Four years ago, in 2009, I spent four days in the Eternal City with the family I had lived with in the US for a year when I was 16. It was simply an amazing city trip. My host father had organized tours of all the major sights, we had all the delicious food (oh! the gelato!!) and the weather was perfect. What meant by far the most to me, however, was having time with my second family. Even though I only spent a fraction of my life with them, they do feel like my dad, my mom, and my little sisters. I am blessed to have not one, but two families in this world who I love and who support me so much.
In the light of this, I was soaking up the company of the people I love and don’t nearly see often enough so much that my heart couldn’t even take in all of Rome. On my last day, my host family left around 6 am to catch their plane. I got up with them and decided to re-visit the places we had been to during the last few days, but this time in the early morning hours – without the masses of tourists and the burning August heat of the day.
The light of dawn slowly turning into day accompanied me on my walk from Vatican City, via Piazza Navona with its beautiful renaissance fountains, to the Piazza della Rotonda with the Pantheon. The colours were simultaneously intense and almost muted – a weird twilight state, hard to describe. I took many opportunities to just sit down anywhere – on the pavement, if need be – and just note down my thoughts in my journal. I will quote from it below.
I have a thing for inscriptions, or any kind of writing on the wall (pun absolutely intended). I call them word sights. This one is a quote from the Bible in the Vatican City wall. How could religion not be omnipresent where Vatican City is? I was thrilled to remember my Latin well enough to understand it right away. This is Psalm 91, 11 – „For he will command his angels concerning you to guard you in all your ways.“ I was grateful that this inscription made me feel protected in this moment, because just a second earlier I had felt a tiny pang of loneliness after the last few days that had been spent in constant company. Vatican City was incredible at 7 in the morning. I remember sitting and looking at the ginormous basilica for a very long time, marvelling in the light effects the sun created. My journal says:
I am sitting in St Peter’s Square, the place that impressed me so deeply when I set foot in it for the first time on Saturday. It still reverberates in me – the presence of an unearthly power. Is it Love? Is it Beauty? Is it God? Does it really matter what we call it?

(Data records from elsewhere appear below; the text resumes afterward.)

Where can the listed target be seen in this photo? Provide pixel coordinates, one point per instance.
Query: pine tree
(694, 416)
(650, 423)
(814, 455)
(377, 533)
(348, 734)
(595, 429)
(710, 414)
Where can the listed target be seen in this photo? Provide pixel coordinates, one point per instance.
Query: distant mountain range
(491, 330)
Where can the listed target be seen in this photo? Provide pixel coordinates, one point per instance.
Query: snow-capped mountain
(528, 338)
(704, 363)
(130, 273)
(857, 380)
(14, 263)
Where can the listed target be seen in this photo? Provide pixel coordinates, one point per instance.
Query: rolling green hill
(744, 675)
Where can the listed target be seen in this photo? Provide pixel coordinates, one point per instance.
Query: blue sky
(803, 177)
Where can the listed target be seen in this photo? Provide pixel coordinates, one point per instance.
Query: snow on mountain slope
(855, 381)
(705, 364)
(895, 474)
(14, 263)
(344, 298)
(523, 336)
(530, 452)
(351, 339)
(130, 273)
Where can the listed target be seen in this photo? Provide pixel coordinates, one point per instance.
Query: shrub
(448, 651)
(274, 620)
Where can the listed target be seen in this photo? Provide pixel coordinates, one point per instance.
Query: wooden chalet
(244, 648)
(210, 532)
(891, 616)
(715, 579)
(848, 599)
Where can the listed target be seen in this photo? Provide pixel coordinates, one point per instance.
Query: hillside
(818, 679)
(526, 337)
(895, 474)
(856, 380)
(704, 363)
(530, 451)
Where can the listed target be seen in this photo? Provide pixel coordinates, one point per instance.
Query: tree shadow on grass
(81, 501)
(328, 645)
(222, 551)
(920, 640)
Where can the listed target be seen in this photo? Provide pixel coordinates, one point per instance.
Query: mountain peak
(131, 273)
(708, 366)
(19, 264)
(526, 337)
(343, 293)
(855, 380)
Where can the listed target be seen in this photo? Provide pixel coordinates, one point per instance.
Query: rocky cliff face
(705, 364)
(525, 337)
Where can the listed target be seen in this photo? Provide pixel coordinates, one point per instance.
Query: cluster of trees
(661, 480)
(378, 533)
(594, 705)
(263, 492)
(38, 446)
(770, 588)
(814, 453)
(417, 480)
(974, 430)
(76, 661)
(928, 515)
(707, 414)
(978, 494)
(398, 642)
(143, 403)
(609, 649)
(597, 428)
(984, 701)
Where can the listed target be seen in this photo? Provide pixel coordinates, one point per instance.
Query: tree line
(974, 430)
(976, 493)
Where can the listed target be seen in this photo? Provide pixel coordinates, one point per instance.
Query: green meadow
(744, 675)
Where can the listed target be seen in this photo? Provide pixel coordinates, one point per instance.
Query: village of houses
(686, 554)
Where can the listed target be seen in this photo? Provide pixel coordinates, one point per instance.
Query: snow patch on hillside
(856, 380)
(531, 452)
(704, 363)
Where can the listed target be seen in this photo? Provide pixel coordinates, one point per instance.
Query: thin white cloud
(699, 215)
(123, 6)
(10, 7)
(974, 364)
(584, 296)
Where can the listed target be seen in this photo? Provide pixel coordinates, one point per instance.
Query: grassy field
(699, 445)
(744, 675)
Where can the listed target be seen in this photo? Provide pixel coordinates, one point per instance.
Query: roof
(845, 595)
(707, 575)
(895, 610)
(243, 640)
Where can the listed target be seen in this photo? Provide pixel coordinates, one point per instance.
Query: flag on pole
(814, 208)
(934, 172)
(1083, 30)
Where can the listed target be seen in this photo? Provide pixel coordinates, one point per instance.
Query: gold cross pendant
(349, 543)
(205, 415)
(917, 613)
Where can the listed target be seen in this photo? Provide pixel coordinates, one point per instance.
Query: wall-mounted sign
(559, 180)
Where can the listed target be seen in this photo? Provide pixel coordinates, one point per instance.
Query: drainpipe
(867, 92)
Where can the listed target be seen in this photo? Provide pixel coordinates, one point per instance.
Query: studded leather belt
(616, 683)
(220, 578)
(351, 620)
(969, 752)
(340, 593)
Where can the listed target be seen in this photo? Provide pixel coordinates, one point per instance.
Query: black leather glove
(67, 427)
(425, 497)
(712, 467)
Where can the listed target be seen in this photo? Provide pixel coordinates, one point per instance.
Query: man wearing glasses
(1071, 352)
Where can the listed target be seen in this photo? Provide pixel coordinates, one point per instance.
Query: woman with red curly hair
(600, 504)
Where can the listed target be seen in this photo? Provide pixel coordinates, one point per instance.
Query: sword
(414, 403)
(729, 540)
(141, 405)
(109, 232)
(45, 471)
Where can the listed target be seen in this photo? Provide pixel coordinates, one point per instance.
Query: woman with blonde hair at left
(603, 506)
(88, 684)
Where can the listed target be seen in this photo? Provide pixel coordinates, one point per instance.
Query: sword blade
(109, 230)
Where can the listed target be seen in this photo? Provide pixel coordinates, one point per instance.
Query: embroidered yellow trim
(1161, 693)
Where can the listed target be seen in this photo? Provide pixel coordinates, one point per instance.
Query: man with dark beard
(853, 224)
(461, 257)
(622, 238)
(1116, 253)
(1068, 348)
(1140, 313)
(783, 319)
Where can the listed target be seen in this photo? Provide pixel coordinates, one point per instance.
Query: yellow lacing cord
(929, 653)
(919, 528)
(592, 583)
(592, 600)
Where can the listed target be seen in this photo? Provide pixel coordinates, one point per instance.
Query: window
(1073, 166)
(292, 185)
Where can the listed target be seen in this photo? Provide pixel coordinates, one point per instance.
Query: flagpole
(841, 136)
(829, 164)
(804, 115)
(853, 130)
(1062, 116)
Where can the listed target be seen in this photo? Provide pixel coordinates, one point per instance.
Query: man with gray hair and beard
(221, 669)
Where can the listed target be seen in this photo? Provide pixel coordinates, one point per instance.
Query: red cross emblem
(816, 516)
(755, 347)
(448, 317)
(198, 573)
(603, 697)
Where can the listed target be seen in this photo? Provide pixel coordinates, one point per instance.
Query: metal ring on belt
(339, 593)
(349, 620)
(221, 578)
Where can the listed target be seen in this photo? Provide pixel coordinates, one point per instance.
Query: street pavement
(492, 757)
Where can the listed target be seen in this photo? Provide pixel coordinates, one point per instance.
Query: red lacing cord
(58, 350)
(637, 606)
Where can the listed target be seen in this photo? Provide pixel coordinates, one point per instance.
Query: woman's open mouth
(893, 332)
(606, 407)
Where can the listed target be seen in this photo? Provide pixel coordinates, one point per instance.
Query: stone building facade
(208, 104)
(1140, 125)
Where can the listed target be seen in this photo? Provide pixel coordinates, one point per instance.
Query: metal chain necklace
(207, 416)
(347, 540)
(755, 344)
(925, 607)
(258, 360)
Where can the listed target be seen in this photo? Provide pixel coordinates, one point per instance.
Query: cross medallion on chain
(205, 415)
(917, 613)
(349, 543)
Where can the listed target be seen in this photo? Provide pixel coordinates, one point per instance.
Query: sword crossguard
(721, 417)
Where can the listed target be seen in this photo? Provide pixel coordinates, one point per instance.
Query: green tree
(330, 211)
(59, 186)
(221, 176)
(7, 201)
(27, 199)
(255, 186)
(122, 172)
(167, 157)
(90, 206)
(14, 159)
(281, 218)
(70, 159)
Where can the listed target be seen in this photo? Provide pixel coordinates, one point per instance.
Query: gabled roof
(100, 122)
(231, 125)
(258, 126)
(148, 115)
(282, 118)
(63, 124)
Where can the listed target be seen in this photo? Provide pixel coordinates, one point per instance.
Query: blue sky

I pondered deeply on religion sitting there, and the difference between faith, religion and the church. I won’t bore you with all my babble on it. But I do think that no matter if you believe or not, no matter if you even care about religion, no matter your confession – having seen Vatican City will make you see things about it that you haven’t seen before.
On I went through the sometimes small and narrow, sometimes broader streets. One thing I regret is not having taken any pictures of bridges across the Tiber river – but I wasn’t the Bridgekeeper back then. All the more reason for me to go back, I am sure. I reached Piazza Navona still deeply in thoughts.
The beauty of the Renaissance fountains was so perfect, so aesthetically impeccable that it was hard for me to believe it was not some kind of trick. The enormous dimensions of everything in this city extended to the beauty. It was unreal. Next to me street musicians played jazz classics in a group of a cello, a guitar, an accordion and a saxophone. Their style turned everything slightly latino-pop, and it added greatly to the relaxed morning atmosphere. My last stop before I had to make my way to the airport to fly back to Germany was Piazza della Rotonda where I took a look at the Pantheon. I loved the deep orange and red colours of the houses in the square. They contrasted harshly with the white marble of the Pantheon – The temple for all the Gods, as the name tells us. An ancient Roman temple converted into a church.
Beautiful and horrible: How vehemently Christianity takes possession of everything. Beautiful, because it creates an impressive case of interculturality. Horrible, because the Christian church thus makes a claim for power that might be deeply un-Christian.
Such were the ways that Rome inspired me to think. How is it that philosophising seems to come to me more easily when I am surrounded by beauty? In that sense, Rome made it very easy for me. I think I shall return, sleep during the day, and roam the streets between midnight and early morning every day.